I used to write. And write often. I had dreams of getting a book published. I wrote about insecurities. I wrote about being a mom. I wrote about having hope and clinging to faith.
But years ago, I quit writing. I gave up. Mostly due to personal circumstances but also because of the rejection writing can bring. I was hurting so much already – I didn’t want to add to it anymore.
I never thought the thing that would make me want to write again was 3 simple words on a lab report – invasive lobular carcinoma. Cancer.
Six weeks ago I was diagnosed with breast cancer. Tomorrow I find out if I will have surgery or chemo first – I will have both.
I feel very grateful- I’m Stage 1 with a small tumor. It’s very treatable.
But nothing like getting a major diagnosis to make you want to go after what your heart has always wanted. To feel a little bolder. To speak a little louder. To realize the life you have matters and you want to actually live it to its fullest.
My faith has been shaken over the last few years. But I still have it. My body has gone through some health changes over the last few years. But I’m still moving. My dreams have been shattered over the last few years. But I’m still hoping.

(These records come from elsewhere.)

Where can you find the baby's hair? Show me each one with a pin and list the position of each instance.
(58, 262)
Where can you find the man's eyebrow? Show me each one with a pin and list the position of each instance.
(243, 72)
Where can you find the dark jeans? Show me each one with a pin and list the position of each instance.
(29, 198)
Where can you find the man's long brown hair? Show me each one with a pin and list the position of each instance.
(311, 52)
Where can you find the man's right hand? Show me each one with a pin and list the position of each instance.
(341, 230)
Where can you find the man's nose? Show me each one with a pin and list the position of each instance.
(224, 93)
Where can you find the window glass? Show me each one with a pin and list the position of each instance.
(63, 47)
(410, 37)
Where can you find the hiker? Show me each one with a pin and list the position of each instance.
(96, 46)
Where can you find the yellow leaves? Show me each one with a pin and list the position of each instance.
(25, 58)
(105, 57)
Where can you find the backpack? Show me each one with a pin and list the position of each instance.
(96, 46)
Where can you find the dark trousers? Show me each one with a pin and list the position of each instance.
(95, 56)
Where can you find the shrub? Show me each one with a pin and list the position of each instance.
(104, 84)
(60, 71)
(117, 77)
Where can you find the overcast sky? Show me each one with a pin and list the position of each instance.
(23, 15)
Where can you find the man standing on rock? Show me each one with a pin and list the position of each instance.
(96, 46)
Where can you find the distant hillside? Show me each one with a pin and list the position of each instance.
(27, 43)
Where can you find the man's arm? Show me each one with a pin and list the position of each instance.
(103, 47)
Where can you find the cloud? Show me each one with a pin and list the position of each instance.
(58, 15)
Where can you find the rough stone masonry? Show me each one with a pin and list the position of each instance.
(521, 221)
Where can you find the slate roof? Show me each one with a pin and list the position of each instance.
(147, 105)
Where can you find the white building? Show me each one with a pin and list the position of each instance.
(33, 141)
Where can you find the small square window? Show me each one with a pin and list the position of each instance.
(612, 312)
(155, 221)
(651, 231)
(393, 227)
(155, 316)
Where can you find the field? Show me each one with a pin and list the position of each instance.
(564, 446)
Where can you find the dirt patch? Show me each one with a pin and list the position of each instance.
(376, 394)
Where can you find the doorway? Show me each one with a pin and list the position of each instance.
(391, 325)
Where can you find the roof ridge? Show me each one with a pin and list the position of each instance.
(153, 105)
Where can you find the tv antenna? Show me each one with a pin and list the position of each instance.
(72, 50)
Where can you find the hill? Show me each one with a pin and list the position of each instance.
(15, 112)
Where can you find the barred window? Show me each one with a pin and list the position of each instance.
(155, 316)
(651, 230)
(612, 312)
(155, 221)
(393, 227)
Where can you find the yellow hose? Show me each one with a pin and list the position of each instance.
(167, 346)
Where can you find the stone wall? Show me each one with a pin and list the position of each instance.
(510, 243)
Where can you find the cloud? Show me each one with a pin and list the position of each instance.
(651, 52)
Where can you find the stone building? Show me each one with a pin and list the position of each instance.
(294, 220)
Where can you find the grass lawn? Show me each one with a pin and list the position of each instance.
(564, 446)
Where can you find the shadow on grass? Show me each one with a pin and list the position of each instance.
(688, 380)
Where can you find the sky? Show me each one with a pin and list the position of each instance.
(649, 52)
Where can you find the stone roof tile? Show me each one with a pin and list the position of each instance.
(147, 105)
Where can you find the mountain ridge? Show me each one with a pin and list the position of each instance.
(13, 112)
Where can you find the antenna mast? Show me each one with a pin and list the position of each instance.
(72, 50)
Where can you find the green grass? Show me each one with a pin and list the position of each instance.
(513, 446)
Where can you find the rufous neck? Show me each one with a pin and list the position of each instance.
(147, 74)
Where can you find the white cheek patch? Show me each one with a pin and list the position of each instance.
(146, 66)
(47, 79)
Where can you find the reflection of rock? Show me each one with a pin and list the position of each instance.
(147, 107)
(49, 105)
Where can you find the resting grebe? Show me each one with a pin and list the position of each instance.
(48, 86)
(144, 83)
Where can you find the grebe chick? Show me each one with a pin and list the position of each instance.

So I don’t know what this jump back into writing will look like. Maybe some blogs. Maybe some posts. But I’m here. I want to talk about this season because I know others are waking the same journey, or some day they will be, and I want them to know they aren’t alone. Words help. Words heal. Words bring hope. And I want this journey I’m about to walk through to bring all of that to someone. Maybe it will just be me. And that is okay.
Dreams don’t always come true. Sometimes they look differently than we thought. But don’t give up the passion you were given. It’s there for a reason.